Rating:

(31 reviews)
Author: Eric S. Raymond
ISBN : 0262181789
New from $57.60
Format: PDF
Download Free The New Hacker's Dictionary - 3rd Edition for everyone book mediafire, rapishare, and mirror link
This new edition of the hacker's own phenomenally successful lexicon includes more than 100 new entries and updates or revises 200 more. Historically and etymologically richer than its predecessor, it supplies additional background on existing entries and clarifies the murky origins of several important jargon terms (overturning a few long-standing folk etymologies) while still retaining its high giggle value...SAMPLE DEFINITION: :hacker: n. [originally, someone who makes furniture with an axe] 1. A person who enjoys exploring the details of programmable systems and how to stretch their capabilities, as opposed to most users, who prefer to learn only the minimum necessary. 2. One who programs enthusiastically (even obsessively) or who enjoys programming rather than just theorizing about programming. 3. A person capable of appreciating {hack value}. 4. A person who is good at programming quickly. 5. An expert at a particular program, or one who frequently does work using it or on it; as in 'a UNIX hacker'. (Definitions 1 through 5 are correlated, and people who fit them congregate.) 6. An expert or enthusiast of any kind. One might be an astronomy hacker, for example. 7. One who enjoys the intellectual challenge of creatively overcoming or circumventing limitations. 8. [deprecated] A malicious meddler who tries to discover sensitive information by poking around. Hence 'password hacker', 'network hacker'. The correct term is {cracker}. The term 'hacker' also tends to connote membership in the global community defined by the net (see {network, the} and {Internet address}). It also implies that the person described is seen to subscribe to some version of the hacker ethic (see {hacker ethic, the}). It is better to be described as a hacker by others than to describe oneself that way. Hackers consider themselves something of an elite (a meritocracy based on ability), though one to which new members are gladly welcome. There is thus a certain ego satisfaction to be had in identifying yourself as a hacker (but if you claim to be one and are not, you'll quickly be labeled {bogus}). See also {wannabee}.
Download latest books on mediafire and other links compilation Free The New Hacker's Dictionary - 3rd Edition [Hardcover]
- Hardcover: 547 pages
- Publisher: The MIT Press; third edition edition (October 11, 1996)
- Language: English
- ISBN-10: 0262181789
- ISBN-13: 978-0262181785
- Product Dimensions: 1.5 x 6.2 x 9.4 inches
- Shipping Weight: 2.4 pounds (View shipping rates and policies)
Free The New Hacker's Dictionary - 3rd Edition
If you can remember playing "Adventure" on a teletype, this book is for you. And if you're in college, hoping for a job in computing when you graduate, this book is for you too. It's an anarchic compendium of the anarchic vocabulary, habits, and style of the programming profession.
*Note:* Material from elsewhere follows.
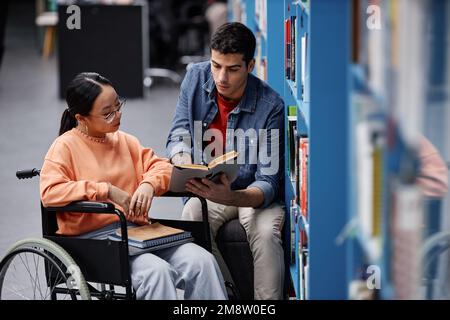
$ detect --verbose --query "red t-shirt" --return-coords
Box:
[208,93,239,155]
The New Hacker's Dictionary is mostly arranged as a set of alphabetical entries, but there are a couple of excellent appendices, on hacker folklore and on the hacker lifestyle and habits. (Hacker is used here in its original sense of someone who enjoys and is good at programming--Raymond has included both "hacker" and "cracker" as entries, of course.) The entry on folklore is simply hilarious; I wish I could just include Guy Steele's "more magic" story here, but I'll just have to tell you to buy the book.
The entries are a real mixture. Many, such as "indent style", go beyond just defining the term: this entry gives examples of the four major C styles and mentions the holy wars (another entry . . .) which have occurred over them. Some are quite current: Easter egg, kluge, Trojan horse; others are arcane or dated, but still interesting: NeWS, CP/M, chiclet keyboard. All the entries are interesting and well-written.
Newcomers to the field may find a good deal of enlightenment here, and old-timers will find a lot of memories. My own favourite entries relate to the old text-based game Adventure, which I encountered on a CDC machine in 1981. "I see no <X> here." "Plugh!" "Xyzzy!" *Sigh* It almost makes me miss those old teletypes.
By Mike Christie
The Jargon File, on which this book is based, has been the definitive guide to online jargon pretty much since there was an online to create jargon about. You may want another book to spell out acronyms and decipher industry-speak, but if you've been thrown in with a bunch of real geeks for the first time and can't understand what seems to be a language of its own, this book is better than Berlitz.
Even people for whom 'foobar' is not a foreign word will enjoy the essays and jokes in The New Hacker's Dictionary, and there's bound to be a phrase or two you can learn from the nerd subculture down the hall.